Transzendenzoffene Wissenschaft - Verantwortung für die geistige Orientierung unserer Gesellschaft

von Günter Emde

Der enorme Machtzuwachs, den die Menschheit aufgrund ihrer Technik erlangt hat, birgt hohe Risiken und erfordert eine neue Dimension der Verantwortung, um der kommenden Generation nicht eine zerstörte Welt zu hinterlassen.

Vor diesem Hintergrund weist Günter Emde auf die "geistige" Verantwortung hin, die der Wissenschaft aufgrund ihrer Autorität zugewachsen ist; denn die meisten Menschen haben keine Möglichkeit; die Aussagen von Wissenschaftlern zu überprüfen, sie können nur blind glauben.

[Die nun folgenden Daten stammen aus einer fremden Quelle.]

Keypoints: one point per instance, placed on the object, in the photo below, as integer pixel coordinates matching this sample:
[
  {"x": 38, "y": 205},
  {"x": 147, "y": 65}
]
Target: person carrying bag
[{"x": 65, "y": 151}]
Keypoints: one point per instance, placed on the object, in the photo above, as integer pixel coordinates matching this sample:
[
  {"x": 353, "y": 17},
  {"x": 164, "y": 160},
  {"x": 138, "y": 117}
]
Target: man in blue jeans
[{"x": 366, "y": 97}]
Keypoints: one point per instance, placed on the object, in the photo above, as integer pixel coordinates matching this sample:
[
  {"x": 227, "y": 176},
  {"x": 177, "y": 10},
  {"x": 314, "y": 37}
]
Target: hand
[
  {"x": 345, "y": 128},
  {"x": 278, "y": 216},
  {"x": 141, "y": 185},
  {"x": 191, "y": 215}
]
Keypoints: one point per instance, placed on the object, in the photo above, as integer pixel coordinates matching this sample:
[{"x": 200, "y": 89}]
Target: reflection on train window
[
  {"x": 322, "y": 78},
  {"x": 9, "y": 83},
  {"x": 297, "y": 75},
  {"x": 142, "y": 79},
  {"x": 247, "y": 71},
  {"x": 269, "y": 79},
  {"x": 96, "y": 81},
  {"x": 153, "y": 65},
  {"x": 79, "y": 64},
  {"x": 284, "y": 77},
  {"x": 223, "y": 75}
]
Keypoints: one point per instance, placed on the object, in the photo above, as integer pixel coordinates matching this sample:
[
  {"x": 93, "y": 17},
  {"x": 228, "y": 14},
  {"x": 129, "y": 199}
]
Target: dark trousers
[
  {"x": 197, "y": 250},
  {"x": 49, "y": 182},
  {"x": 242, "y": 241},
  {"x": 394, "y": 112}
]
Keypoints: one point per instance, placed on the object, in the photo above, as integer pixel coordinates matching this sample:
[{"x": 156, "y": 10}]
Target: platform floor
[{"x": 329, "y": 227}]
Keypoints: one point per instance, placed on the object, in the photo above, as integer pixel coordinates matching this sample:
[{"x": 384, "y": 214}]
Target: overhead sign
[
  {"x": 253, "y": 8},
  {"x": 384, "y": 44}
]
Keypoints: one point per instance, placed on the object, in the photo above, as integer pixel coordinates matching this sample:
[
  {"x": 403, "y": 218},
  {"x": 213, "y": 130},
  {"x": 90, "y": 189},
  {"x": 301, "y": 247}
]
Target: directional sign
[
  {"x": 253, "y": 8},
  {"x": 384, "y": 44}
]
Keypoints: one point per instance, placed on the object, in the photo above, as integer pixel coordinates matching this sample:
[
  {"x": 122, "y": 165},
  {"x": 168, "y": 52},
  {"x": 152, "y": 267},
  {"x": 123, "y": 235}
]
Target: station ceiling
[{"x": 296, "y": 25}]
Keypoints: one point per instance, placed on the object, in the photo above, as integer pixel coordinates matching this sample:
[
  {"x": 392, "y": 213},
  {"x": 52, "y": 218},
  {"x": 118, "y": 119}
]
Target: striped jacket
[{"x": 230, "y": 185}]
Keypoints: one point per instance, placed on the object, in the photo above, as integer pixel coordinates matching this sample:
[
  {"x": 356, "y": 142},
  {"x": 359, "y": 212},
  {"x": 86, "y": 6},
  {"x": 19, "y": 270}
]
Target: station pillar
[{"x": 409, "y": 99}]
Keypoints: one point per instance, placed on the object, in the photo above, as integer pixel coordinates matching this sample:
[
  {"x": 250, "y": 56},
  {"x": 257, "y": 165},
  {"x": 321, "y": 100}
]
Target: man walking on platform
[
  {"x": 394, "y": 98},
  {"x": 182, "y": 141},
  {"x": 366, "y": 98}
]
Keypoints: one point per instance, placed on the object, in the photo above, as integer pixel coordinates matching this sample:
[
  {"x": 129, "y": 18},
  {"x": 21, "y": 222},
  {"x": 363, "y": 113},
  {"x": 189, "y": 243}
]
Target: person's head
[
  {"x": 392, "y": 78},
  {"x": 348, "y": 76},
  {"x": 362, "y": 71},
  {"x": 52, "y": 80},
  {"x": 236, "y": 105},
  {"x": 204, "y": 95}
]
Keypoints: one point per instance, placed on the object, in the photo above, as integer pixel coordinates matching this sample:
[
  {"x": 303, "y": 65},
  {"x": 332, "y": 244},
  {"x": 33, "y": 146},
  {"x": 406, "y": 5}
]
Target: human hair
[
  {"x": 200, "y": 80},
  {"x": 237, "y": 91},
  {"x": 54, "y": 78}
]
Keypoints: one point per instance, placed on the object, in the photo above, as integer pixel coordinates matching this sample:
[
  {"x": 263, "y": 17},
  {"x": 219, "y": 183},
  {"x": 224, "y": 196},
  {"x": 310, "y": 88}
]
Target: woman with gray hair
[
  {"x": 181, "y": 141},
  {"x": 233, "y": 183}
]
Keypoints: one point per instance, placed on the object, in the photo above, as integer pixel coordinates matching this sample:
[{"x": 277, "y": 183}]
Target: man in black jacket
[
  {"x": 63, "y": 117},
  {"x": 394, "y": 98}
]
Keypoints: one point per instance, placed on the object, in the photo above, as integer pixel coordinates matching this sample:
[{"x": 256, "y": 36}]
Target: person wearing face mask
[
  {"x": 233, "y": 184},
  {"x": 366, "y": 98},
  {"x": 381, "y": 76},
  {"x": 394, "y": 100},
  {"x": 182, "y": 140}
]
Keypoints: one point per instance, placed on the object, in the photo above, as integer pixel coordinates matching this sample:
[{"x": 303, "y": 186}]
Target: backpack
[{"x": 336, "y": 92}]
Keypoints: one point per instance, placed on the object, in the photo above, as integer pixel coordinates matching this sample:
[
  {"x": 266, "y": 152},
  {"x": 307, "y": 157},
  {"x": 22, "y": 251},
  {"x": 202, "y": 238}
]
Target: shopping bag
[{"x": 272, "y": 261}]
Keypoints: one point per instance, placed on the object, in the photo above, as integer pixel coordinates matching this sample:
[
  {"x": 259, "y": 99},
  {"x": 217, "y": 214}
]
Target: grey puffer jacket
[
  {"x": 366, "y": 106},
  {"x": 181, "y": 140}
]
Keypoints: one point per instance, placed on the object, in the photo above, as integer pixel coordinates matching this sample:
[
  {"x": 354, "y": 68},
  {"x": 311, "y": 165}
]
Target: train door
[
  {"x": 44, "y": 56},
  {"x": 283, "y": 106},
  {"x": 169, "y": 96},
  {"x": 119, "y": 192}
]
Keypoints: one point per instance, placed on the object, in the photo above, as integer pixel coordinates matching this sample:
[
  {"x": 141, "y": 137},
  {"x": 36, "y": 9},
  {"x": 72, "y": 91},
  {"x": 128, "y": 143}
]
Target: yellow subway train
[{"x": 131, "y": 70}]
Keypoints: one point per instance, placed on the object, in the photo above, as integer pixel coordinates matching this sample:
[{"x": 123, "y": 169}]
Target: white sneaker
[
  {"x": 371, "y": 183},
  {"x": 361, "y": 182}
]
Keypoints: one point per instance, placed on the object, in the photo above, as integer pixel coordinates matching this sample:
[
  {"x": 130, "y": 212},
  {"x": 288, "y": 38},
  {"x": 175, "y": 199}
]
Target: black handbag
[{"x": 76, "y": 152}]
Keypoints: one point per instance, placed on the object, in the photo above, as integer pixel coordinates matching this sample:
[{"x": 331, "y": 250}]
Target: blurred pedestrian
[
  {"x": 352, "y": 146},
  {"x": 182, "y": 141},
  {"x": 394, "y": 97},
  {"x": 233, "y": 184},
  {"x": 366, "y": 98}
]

Darum hätte die Naturwissenschaft - als "Mutter der Technik" - eigentlich die Verpflichtung, bei der Grundlegung und Entfaltung von seriösen Weltbildern mitzuhelfen, die auf eine hohe Ethik hin orientiert sind. Statt-dessen sieht sie ihre Aufgabe bisher nur "in der systematischen Suche nach nachweisbar sicherem Wissen", und fragt nicht nach dem Sinn. Die Folge ist ein materialistisch orientiertes Weltbild: Die lebendige Natur bis hin zum Menschen wird als Produkt von Zufall und Auslese im Kampf ums Dasein angesehen - trotz aller Ungereimtheiten der darwinistischen Theorie. Ebensowenig werden die vielfältigen Erfahrungen, die auf ein Fortleben der Seele nach dem Tod hinweisen, ernst genommen. Emde sieht das Problem: Die Wissenschaft darf einerseits ihre Zuverlässigkeit nicht einbüßen; andererseits darf sie aber den suchenden Menschen die Hilfe zur individuellen Sinnfindung und zur Lösung der anstehenden globalen Lebensprobleme nicht verweigern. Um ihrer heute geforderten "geistigen" Verantwortung gerecht zu werden, muß die Wissenschaft ihre transzendenzverschlossene Haltung, ihren "methodischen Atheismus" Überwinden .

Der Autor schlägt "Prinzipien einer transzendenzoffenen Wissenschaft" vor, die eine Öffnung zum Transzendenten ermöglichen sollen, ohne die bewährte methodische Strenge der einzelnen Disziplinen zu gefährden. Die Menschen brauchen gerade heute, angesichts der bedrohlichen Zukunftsperspektiven, eine solche transzendenzoffene Wissenschaft, die die geistigen Hintergründe unserer Wirklichkeit in ihre Betrachtung einbezieht. Nur so kann im einzelnen Menschen eine Überzeugung wachsen, die ihn zum ethischen Handeln bestärkt - auch gegen äußere Widerstände oder Verführungen - im Vertrauen auf eine sinngebende Weltenlenkung.